In less than a month, American voters will go to the polls in what is shaping up
to be a decisive midterm election. The entire House of Representatives and more
than a third of the Senate will be up for grabs, as Republicans and Democrats
duke it out for control of the legislative branch.
For pro-Israel Jews
and Christians, this election couldn’t come at a more opportune moment. After
more than a year-anda- half of the administration’s unprecedented bullying of
Israel, those who cherish the relationship between America and the Jewish state
will now have a chance to send a loud and clear message.
To put it
bluntly: It’s payback time, and Israel’s supporters should teach President
Barack Obama a lesson by giving his party a stinging rebuke at the ballot box in
November.
The stakes in this election are particularly high, as the
Democrats face the prospect of losing their hegemony over one or both houses of
Congress, which would be an enormous blow to their agenda to reshape
America.
And by all accounts, things are not looking too good for Obama
and his party. The Democrats, it appears, are about to be slammed by the
political equivalent of a tidal wave, amid rising discontent over a weak economy
and lackluster recovery. Various key figures in the party, including Senate
Majority Leader Harry Reid of Nevada, may be swept away. Earlier this week, Reid
slipped behind his Republican opponent Sharron Angle in the polls.
WITH
THE races heating up, pollsters and pundits are predicting a further surge in
support for the Republicans. As Michael Barone, the
Washington Examiner’s senior
political analyst and one of the savviest observers of American elections, noted
earlier this week, the data suggest a Republican majority brewing in the House
“the likes of which we have not seen since the election cycles of 1946 or even
1928.”
Over in the Senate, the party of Lincoln and Reagan stands to make
significant gains as well. According to Real- ClearPolitics’ composite average
of various polls, the Republicans will pick up at least eight seats, placing
them within striking distance of an outright majority.
Another four seats
are said to be tossups; if the GOP can pick up two or three of them, it’s game
over.
The real dissatisfaction, of course, is with the president himself,
who has predictably failed to live up to the near-messianic hype that surrounded
his rise to power.

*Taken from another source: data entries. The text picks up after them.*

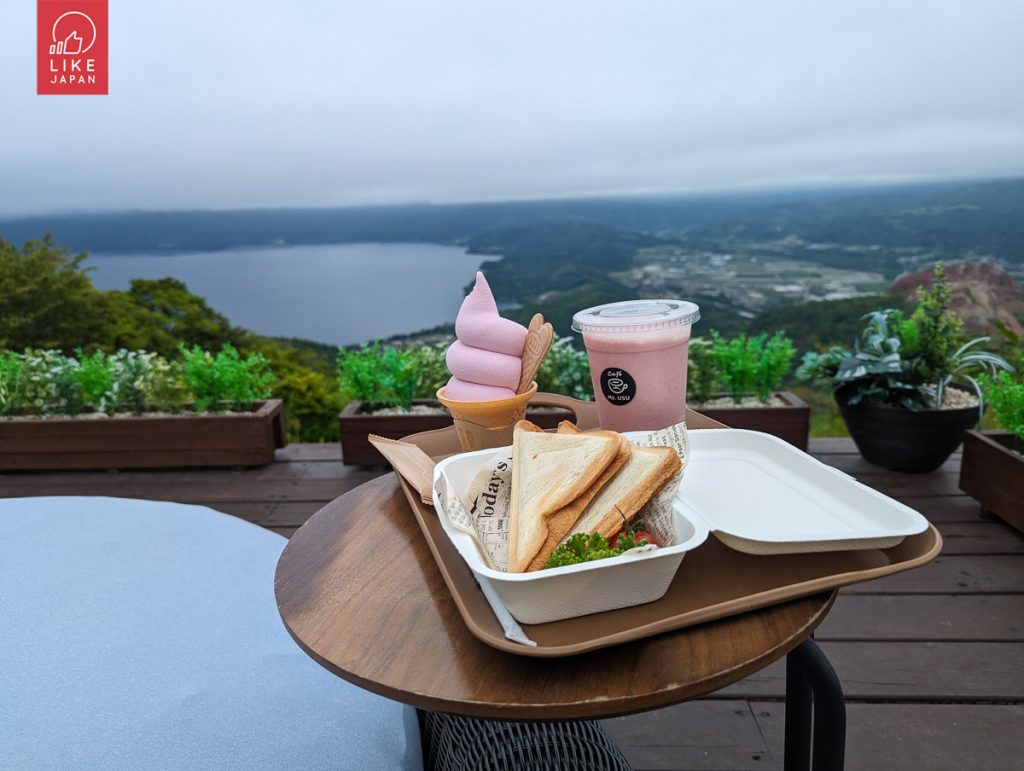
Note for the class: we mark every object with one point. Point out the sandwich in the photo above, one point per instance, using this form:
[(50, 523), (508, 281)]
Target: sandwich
[(573, 481), (550, 471)]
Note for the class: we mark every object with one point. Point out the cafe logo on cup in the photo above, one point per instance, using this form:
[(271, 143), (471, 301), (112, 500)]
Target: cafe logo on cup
[(71, 47), (617, 386)]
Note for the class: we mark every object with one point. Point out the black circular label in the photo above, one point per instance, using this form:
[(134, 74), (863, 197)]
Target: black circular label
[(617, 386)]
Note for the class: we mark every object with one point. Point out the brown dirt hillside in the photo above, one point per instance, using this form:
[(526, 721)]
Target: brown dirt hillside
[(980, 291)]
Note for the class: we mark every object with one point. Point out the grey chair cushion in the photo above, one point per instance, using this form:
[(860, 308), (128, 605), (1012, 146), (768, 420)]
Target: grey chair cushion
[(136, 634)]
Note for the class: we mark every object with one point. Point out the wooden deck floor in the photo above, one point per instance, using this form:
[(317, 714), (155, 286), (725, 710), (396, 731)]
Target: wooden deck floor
[(932, 660)]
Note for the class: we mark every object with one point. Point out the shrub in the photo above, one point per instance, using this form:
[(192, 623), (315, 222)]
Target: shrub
[(37, 389), (225, 379), (906, 362), (753, 365), (701, 371), (566, 371), (10, 383), (378, 376), (1007, 399), (433, 372)]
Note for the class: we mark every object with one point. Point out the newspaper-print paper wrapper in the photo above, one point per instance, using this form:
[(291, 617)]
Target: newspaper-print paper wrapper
[(483, 509)]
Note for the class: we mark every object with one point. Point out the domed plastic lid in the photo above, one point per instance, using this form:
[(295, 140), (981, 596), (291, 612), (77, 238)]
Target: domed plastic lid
[(636, 315)]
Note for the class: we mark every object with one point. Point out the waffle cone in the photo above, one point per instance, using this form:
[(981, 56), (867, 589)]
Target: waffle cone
[(486, 424)]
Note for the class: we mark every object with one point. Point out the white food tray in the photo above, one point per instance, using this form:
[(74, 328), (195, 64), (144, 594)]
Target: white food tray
[(760, 495), (571, 591)]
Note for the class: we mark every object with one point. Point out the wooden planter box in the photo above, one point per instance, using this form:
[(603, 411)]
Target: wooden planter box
[(354, 426), (792, 422), (165, 441), (992, 474)]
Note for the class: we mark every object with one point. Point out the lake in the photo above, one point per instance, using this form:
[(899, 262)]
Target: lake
[(338, 294)]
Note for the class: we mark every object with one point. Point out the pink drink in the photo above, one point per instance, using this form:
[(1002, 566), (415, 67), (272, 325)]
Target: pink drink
[(638, 354)]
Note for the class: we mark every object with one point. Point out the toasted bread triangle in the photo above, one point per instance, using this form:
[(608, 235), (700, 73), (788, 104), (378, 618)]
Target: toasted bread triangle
[(619, 502), (549, 471), (561, 522)]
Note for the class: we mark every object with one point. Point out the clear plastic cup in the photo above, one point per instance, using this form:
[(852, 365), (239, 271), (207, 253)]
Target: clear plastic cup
[(638, 353)]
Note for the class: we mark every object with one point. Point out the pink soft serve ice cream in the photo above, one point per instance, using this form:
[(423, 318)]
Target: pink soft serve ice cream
[(486, 359)]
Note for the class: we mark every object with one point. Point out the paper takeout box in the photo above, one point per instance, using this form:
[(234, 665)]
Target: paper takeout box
[(572, 591)]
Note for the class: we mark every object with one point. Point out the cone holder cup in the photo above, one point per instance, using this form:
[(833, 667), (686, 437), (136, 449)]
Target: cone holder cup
[(481, 425)]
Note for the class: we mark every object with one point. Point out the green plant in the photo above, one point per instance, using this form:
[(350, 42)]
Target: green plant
[(932, 335), (429, 361), (94, 378), (1006, 395), (566, 371), (10, 382), (753, 365), (379, 376), (880, 371), (225, 378), (164, 386), (36, 388), (701, 371)]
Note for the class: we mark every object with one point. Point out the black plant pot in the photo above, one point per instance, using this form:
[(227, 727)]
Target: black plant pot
[(898, 439)]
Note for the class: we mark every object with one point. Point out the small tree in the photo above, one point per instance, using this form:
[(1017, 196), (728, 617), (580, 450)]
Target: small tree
[(46, 298)]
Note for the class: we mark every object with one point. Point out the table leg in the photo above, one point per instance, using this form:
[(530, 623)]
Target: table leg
[(811, 682)]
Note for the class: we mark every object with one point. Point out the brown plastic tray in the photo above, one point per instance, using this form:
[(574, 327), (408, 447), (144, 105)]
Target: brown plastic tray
[(713, 581)]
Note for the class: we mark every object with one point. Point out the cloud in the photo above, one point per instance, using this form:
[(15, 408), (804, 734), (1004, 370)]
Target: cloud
[(324, 103)]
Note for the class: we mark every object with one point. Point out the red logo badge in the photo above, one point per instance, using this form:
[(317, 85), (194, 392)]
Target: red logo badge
[(71, 54)]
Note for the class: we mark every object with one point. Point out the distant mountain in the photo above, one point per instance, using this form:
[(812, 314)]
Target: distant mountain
[(984, 219), (954, 219), (213, 230), (980, 292)]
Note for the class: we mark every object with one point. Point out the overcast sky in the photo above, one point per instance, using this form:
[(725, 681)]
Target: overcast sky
[(325, 102)]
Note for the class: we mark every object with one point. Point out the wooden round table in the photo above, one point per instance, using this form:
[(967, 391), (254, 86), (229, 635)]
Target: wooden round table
[(359, 591)]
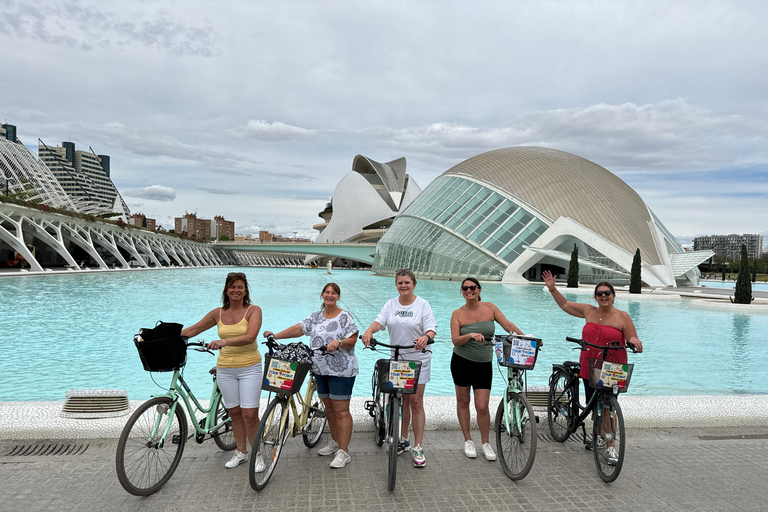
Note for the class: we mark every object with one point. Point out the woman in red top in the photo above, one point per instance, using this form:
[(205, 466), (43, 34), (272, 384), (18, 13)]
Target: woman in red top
[(605, 324)]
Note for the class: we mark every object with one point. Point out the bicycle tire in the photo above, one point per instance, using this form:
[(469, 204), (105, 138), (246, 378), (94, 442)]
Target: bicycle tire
[(270, 437), (608, 470), (144, 464), (393, 421), (224, 436), (559, 407), (316, 420), (516, 447), (379, 421)]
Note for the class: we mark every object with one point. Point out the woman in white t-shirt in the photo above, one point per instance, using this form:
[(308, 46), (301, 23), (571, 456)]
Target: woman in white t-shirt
[(335, 329), (410, 320)]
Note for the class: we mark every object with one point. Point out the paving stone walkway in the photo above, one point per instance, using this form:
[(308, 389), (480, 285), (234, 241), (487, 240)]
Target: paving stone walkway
[(715, 469)]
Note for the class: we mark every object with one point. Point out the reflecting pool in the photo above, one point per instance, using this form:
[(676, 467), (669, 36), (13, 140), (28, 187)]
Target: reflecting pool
[(75, 331)]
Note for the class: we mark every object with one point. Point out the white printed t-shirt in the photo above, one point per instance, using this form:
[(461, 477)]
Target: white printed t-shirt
[(406, 323)]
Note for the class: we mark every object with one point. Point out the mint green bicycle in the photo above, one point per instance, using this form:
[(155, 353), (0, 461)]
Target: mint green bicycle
[(153, 439), (515, 422)]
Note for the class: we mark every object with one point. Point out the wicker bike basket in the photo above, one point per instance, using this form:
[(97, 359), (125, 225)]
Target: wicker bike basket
[(609, 375), (161, 348), (397, 376), (284, 377), (517, 352)]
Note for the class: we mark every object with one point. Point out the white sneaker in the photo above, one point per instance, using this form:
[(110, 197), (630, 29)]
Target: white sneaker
[(488, 452), (469, 449), (237, 459), (329, 449), (341, 459), (259, 466)]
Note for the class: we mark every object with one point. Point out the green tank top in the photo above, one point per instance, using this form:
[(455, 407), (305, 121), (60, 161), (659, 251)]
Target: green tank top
[(472, 350)]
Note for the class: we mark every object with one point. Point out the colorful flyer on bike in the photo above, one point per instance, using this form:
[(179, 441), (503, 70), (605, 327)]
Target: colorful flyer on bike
[(280, 374), (402, 375), (614, 374)]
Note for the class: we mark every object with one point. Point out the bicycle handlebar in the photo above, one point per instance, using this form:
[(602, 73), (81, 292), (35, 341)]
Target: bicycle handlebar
[(614, 345), (374, 343)]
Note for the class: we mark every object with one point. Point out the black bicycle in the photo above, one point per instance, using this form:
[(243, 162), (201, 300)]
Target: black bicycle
[(566, 414), (393, 378)]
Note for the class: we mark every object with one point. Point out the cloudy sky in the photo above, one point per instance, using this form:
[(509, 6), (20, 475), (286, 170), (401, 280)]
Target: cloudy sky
[(255, 110)]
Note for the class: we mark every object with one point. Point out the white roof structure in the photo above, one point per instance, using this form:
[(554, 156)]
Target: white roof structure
[(511, 213)]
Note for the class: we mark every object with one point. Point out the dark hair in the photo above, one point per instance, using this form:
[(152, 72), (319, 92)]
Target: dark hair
[(232, 277), (479, 288), (403, 272), (605, 283), (335, 288)]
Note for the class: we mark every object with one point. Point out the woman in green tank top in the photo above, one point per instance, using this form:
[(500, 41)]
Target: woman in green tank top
[(472, 361)]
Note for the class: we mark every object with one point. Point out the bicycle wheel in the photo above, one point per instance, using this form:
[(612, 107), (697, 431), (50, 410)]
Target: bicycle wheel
[(316, 420), (145, 459), (607, 429), (393, 420), (516, 445), (224, 437), (559, 411), (379, 421), (270, 437)]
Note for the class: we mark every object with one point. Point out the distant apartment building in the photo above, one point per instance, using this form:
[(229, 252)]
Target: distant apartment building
[(139, 219), (190, 225), (730, 245), (84, 176)]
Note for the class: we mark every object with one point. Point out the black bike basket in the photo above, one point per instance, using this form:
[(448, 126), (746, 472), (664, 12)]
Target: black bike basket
[(161, 348), (516, 352), (284, 377), (606, 374), (397, 376)]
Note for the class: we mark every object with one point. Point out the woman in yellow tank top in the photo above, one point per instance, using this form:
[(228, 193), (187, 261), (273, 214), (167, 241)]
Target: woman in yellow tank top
[(238, 367)]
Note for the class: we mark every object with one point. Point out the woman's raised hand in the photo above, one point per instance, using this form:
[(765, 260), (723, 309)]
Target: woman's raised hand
[(549, 280)]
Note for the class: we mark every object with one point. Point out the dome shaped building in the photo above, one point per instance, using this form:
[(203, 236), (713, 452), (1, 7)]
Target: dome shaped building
[(511, 213)]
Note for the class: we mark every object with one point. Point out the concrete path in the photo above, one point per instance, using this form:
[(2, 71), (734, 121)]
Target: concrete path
[(717, 469)]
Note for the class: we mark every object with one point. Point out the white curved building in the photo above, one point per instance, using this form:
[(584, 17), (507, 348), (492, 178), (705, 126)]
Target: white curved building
[(511, 213), (366, 201)]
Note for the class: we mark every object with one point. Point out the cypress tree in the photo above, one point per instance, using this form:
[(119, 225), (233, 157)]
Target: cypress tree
[(573, 269), (743, 293), (634, 280)]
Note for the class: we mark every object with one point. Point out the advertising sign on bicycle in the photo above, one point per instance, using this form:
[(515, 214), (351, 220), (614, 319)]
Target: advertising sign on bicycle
[(402, 375), (280, 374)]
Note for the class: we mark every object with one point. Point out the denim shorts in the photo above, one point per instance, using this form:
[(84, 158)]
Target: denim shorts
[(335, 388)]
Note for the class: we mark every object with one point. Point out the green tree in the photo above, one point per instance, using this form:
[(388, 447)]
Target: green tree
[(573, 269), (743, 293), (634, 280)]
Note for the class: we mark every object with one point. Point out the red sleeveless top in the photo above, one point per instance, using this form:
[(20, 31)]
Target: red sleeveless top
[(601, 335)]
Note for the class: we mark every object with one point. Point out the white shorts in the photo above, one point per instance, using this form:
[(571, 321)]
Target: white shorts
[(240, 387), (425, 372)]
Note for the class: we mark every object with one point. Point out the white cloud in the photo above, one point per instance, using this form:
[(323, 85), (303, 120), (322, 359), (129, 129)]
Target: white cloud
[(153, 192)]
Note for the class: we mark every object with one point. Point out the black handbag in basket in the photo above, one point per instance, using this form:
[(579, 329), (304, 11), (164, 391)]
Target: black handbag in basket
[(161, 348)]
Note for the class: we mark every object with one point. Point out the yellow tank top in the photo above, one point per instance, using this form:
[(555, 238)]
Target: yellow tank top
[(237, 357)]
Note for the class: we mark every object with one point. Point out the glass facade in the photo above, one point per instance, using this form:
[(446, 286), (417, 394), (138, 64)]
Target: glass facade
[(458, 227)]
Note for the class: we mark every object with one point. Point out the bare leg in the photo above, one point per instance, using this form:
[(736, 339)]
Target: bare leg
[(482, 396), (462, 410), (414, 404), (343, 421), (330, 413)]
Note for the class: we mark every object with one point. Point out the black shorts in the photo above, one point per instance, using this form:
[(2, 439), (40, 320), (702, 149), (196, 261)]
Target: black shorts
[(468, 373)]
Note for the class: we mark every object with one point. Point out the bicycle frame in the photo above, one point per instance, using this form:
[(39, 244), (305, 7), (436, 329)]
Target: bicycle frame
[(180, 389), (514, 385)]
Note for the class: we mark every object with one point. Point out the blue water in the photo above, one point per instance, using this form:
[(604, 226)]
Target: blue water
[(732, 284), (75, 331)]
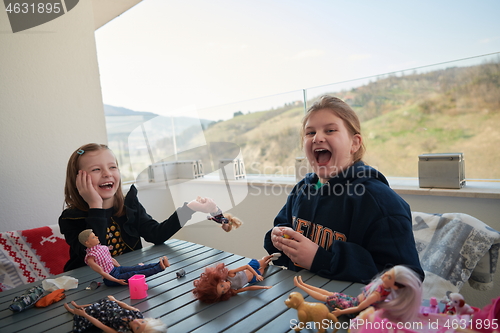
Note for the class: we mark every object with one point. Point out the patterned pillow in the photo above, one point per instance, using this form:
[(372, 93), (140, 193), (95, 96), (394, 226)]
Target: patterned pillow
[(31, 255), (455, 248)]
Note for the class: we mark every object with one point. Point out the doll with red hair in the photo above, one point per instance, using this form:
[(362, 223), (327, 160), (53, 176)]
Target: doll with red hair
[(218, 283)]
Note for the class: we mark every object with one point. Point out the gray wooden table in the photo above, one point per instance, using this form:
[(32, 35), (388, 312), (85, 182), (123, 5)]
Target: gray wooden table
[(170, 298)]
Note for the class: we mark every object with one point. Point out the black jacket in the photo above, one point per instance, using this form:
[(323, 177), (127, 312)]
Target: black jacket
[(136, 223)]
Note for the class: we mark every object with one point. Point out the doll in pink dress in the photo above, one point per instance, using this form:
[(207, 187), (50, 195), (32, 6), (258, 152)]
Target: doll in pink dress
[(398, 290)]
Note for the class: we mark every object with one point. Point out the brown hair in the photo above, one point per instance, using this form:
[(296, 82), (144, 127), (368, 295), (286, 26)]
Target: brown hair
[(72, 198), (205, 288), (342, 110)]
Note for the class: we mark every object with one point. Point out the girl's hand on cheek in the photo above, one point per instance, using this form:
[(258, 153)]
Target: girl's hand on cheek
[(87, 190), (299, 249)]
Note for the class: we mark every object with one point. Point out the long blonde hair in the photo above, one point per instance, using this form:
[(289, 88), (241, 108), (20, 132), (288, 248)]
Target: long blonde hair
[(404, 303), (72, 197)]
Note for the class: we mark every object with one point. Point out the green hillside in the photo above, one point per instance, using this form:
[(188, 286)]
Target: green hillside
[(451, 110)]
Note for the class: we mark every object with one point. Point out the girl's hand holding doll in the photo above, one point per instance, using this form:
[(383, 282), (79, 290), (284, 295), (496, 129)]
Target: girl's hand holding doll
[(294, 245)]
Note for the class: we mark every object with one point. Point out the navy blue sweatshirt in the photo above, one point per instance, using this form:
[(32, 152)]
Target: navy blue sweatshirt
[(360, 224)]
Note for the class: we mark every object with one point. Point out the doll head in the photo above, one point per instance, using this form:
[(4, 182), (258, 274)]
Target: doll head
[(405, 299), (87, 238), (232, 222), (205, 288), (72, 197)]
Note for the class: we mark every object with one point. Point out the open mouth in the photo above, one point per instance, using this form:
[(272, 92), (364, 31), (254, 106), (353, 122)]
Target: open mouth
[(322, 156), (107, 186)]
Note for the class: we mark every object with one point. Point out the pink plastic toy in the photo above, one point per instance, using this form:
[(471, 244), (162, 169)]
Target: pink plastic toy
[(138, 286)]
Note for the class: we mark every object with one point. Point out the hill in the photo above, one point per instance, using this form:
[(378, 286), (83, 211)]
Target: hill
[(451, 110)]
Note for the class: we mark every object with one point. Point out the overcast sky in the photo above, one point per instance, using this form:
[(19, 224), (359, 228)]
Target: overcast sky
[(165, 55)]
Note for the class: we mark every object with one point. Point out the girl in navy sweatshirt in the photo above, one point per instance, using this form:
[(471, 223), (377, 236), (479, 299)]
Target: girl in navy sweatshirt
[(343, 221)]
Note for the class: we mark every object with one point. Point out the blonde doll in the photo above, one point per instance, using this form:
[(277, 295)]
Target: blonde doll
[(397, 290)]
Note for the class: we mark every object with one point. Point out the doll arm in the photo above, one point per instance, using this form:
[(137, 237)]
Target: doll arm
[(252, 288), (91, 262), (94, 321), (374, 297)]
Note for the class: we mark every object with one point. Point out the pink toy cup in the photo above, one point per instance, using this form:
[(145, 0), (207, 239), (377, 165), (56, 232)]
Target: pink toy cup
[(138, 286)]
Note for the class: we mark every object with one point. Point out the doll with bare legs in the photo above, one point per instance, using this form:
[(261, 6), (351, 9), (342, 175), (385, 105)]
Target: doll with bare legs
[(113, 316), (226, 220), (397, 290), (218, 283)]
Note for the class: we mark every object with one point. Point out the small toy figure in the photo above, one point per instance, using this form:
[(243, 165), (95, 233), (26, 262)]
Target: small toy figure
[(400, 285), (111, 315), (309, 311), (227, 221), (218, 283), (99, 259), (457, 303)]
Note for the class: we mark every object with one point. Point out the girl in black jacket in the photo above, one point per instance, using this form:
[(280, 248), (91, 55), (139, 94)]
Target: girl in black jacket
[(94, 200)]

As a result, Obama is poised to get a painful reproof from
the very same electorate that embraced him just two years ago.
This
admonition must also come from Jews as well, some 78 percent of whom are said to
have voted for Obama in 2008. And there could be no better way to deliver that
message than by joining hands to help Republican candidates prevail across the
country.
The president has lambasted Israel at the UN and pressured it to
make concessions to the Palestinians, even as he has courted the Muslim world
and virtually pleaded for engagement with the atomic ayatollahs in Iran. Obama
and his crew have shown themselves to be tonedeaf to Israel and its concerns,
and it’s time they paid a political price.
Indeed, even some of the
president’s most stalwart Jewish supporters have turned against him. Earlier
this year, former New York City mayor Ed Koch told Fox News that “I have been a
supporter of President Obama and went to Florida for him, urged Jews all over
the country to vote for him, saying that he would be just as good as John McCain
on the security of Israel. I don’t think it’s true anymore.”
A growing
number of American Jews seem to concur. In August, the Pew Research Center
issued the results of a survey which found that the number of Jews identifying
as or leaning Republican has reached 33% – a leap of more than 50% since the
2008 elections.
This is the highest such figure ever
recorded.
Sure, Jews represent a small percentage of the electorate. But
their concentration in key states such as Florida, California and New York gives
added weight to their votes. And it’s no small secret that Jewish donors play a
critical role in bankrolling numerous political campaigns on both sides of the
aisle. This clout and influence must now be brought to bear with all its force
in the vote next month.
Politics, after all, is a game of
messages.
Sometimes they must be implicit while at other times only an
unambiguous reprimand will do. For the sake of Israel and its future, supporters
of the Jewish state need to tame the administration and its arrogance at the
ballot box as unequivocally as they can.
It is time to punish Obama
politically, as scary as that may sound to some people.
Doing so will
weaken his position, constrain his freedom of movement, and force him to devote
more time and energy to domestic political battles.
And with his eye
toward re-election in 2012, it may just give him pause to consider whether
squeezing Israel is good for his own political future.